Yeah at least 3. Actually I was digging around the search engines and it appears that recently (although it may not have been so recent who knows) they discovered more alkaloids in caapi than previously though.

Abstract

Three new alkaloids isolated from Banisteriopsis caapi, were identified as harmic amide (1-carbamoyl-7-methoxy β-carboline), acetyl norharmine (1-acetyl-7-methoxy β-carboline) and ketotetrahydronorharmine (7-methoxy-1,2,3,4-tetrahydro-1-oxo-β-carboline)

I thought that was interesting. Caapi is such a mysterious plant. Actually that paper is not new at all it was dated 1976.

Here is a link to the articl3 "Emanations volume 4" about the caapi study I cited earlier.

caapi research data

I thought this was a great article.

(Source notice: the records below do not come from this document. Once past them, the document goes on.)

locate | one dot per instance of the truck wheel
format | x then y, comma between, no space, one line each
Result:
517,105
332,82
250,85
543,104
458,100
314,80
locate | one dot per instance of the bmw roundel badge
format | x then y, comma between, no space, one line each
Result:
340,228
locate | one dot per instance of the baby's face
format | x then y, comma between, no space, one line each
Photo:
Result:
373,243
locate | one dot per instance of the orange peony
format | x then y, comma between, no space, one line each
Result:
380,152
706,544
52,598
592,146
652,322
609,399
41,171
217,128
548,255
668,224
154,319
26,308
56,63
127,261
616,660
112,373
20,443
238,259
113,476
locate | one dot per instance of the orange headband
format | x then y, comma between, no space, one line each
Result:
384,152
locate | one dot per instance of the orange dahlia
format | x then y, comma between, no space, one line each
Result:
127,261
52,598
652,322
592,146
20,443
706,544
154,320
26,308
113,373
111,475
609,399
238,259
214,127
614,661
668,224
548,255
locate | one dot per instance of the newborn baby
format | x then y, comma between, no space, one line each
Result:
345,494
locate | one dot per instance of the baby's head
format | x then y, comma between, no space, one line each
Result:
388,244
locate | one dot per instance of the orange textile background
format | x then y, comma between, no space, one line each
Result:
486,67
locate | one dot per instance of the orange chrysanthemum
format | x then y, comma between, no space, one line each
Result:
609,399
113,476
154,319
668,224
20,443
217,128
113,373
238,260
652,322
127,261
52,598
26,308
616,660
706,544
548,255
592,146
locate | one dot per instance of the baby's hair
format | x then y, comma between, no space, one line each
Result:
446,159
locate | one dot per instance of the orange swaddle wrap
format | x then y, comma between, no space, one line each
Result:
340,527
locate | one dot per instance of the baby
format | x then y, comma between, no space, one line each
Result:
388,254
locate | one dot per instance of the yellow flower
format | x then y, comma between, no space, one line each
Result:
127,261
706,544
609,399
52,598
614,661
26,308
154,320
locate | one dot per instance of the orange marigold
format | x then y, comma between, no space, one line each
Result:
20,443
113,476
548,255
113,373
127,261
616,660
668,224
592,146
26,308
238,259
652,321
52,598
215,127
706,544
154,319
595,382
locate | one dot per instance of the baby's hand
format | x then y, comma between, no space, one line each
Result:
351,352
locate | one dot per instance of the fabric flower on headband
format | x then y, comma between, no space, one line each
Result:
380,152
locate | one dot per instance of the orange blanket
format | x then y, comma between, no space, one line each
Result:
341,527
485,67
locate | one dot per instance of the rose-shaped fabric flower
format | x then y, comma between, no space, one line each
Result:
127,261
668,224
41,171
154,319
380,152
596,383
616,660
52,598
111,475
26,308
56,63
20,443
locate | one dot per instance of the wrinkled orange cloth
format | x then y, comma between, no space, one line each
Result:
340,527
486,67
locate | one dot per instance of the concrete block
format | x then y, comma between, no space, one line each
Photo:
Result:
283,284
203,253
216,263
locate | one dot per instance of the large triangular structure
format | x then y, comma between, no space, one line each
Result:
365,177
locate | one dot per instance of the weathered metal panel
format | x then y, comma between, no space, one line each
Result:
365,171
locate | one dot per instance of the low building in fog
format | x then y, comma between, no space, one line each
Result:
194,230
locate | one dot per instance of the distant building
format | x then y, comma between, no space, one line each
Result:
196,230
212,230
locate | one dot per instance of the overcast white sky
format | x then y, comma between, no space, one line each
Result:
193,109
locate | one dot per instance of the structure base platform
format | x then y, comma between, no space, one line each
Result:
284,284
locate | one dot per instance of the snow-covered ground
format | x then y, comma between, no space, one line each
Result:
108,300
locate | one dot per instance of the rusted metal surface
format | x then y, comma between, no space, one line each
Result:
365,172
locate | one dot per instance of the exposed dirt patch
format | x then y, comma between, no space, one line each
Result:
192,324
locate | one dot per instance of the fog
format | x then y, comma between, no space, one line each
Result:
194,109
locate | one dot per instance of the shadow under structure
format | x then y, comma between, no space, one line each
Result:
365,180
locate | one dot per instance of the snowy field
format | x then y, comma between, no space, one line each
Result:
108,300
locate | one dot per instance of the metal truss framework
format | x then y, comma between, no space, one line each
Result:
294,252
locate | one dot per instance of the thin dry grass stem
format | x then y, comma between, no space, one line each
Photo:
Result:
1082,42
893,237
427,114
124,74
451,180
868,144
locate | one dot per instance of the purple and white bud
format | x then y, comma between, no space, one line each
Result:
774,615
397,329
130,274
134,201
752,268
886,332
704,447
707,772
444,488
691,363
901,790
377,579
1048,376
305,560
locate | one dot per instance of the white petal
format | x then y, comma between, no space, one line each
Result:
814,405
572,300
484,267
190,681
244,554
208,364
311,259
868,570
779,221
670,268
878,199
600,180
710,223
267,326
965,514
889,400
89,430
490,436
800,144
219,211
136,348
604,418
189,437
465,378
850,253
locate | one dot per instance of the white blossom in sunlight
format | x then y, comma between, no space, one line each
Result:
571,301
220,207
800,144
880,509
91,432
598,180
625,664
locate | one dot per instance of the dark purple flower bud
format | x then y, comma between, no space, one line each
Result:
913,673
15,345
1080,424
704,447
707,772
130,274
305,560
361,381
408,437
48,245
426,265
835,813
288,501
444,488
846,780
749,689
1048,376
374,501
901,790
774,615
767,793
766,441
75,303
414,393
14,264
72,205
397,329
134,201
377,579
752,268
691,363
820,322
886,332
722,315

Of particular interest to me was the "bioactivity study" where they tested the alkaloid extractives against various bacteriums. caapi was shown to be effective against several different strains, validating in a very third dimension ways the reputation caapi holds as a medicine and healing agent. this has been a topic of my recent interest as well although i was not aware of any proven science data regarding caapi and healing. personally i think caapi is an antiparasitide as well as an antibacterial which is why it so effectively solves so many health problems.

 

[Hybridoma]

For someone with the time and access to the proper equipment, suggest the following:

1. Perform the extractions as noted earlier to maximize both yield and range of compounds extracted.
2. Run the thin layer chromatography and see how many spots are generated, and how they individually fluoresce under UV. Measure rf values.
3. Design a silica column with a solvent mix that is most likely able to separate the fractions, monitoring by UV on the fraction collector, and then testing the fractions against the TLC.
4. Once reasonably pure compounds are isolated, use mass spec to make compound identification, which can then be correlated with the TLC and column data.
5. Now you have the data and the samples as controls for optimizing extractions that will preferentially yield the desired alkaloids, and publish the protocols for all of us!

This looks like a good month of a grad student's time, but the results would add a lot of knowledge to our Forum!